Hi, I am using rancher cluster provisioning to cre...
# rke2
b
Hi, I am using rancher cluster provisioning to create and update my downstream cluster via rancher. After a change to the machine cloudconfig (vmware), especially the cloud-init part, the created VMs don't install rke2. On the Rancher UI It shows "Waiting for probes: calico, kubelet" for the new node, but somehow the node doesn't finish setting up rke2. The rancher systemd agent is running on the node, and shows no obvious error. Can you hint me where I can look on the node to find what's not working during setup? I'm using Rancher 2.9.3 and my VMs are ubuntu 24.04 templates on vmWare.
I found following error in rke2-agent journal
level=error msg="failed to get CA certs: Get \"<https://127.0.0.1:6444/cacerts>\": EOF"

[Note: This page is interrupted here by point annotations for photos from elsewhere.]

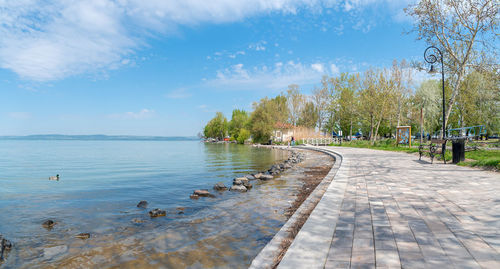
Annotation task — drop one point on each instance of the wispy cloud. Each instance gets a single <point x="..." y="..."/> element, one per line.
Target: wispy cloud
<point x="19" y="115"/>
<point x="51" y="40"/>
<point x="276" y="77"/>
<point x="180" y="93"/>
<point x="142" y="114"/>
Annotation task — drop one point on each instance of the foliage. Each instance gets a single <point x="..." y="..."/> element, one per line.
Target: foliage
<point x="243" y="135"/>
<point x="217" y="127"/>
<point x="464" y="30"/>
<point x="308" y="116"/>
<point x="238" y="121"/>
<point x="295" y="103"/>
<point x="484" y="158"/>
<point x="265" y="116"/>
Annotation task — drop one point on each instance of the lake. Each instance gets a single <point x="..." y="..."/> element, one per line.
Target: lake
<point x="101" y="183"/>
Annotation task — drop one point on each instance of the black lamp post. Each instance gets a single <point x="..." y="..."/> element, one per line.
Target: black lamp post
<point x="432" y="58"/>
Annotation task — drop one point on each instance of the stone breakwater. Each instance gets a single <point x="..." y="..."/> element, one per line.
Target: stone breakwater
<point x="239" y="184"/>
<point x="242" y="184"/>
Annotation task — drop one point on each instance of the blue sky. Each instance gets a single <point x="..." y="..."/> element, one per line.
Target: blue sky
<point x="165" y="67"/>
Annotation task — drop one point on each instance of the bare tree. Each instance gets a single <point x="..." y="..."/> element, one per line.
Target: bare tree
<point x="463" y="29"/>
<point x="321" y="99"/>
<point x="295" y="102"/>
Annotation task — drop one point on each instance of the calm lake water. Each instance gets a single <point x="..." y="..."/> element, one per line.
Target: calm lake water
<point x="102" y="182"/>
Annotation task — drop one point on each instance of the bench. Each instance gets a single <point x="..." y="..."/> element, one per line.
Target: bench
<point x="432" y="149"/>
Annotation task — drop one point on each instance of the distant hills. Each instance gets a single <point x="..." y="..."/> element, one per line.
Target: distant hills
<point x="100" y="137"/>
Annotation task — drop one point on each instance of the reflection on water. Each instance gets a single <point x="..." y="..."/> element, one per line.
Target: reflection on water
<point x="102" y="181"/>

I had the same error on another node and after I rebooted the node, the rke2 installation succeeded. But I want to understand what changed by rebooting. It shouldn't be a connection problem, since it was working before the update.

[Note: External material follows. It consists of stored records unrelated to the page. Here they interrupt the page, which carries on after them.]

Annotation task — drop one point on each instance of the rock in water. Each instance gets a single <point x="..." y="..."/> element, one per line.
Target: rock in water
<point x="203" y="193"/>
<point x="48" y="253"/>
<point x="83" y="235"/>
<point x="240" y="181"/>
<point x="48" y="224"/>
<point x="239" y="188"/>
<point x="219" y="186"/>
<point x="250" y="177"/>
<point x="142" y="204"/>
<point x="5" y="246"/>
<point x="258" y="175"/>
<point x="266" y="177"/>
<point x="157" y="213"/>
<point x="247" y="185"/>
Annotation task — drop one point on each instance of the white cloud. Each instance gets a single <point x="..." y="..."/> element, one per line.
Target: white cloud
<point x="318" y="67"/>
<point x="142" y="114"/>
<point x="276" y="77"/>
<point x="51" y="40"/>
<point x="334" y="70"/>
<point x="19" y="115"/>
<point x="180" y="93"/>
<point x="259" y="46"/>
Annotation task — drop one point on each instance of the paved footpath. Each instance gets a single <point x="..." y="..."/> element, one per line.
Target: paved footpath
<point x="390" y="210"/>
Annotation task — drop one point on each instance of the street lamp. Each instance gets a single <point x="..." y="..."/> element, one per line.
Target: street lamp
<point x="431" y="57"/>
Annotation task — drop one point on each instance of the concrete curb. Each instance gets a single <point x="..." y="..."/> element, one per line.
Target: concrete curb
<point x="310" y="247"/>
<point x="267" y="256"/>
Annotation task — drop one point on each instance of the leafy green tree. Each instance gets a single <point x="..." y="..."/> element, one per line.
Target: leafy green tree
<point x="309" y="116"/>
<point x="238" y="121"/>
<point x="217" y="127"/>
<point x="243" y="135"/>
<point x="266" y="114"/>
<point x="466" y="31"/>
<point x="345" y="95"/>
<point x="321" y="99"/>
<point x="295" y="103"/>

For anyone interested: My change to the cloud-init was setting sysctl parameters via a conf.d file and reloading sysctl with
sysctl --system
in the runCmd stage of cloud-init. Somehow this screwed up the rke2 setup/systemd-service. When reloading the sysctl change with
sysctl -p <filepath>
in runCmd it now works again, and the rke2 setup completes successfully.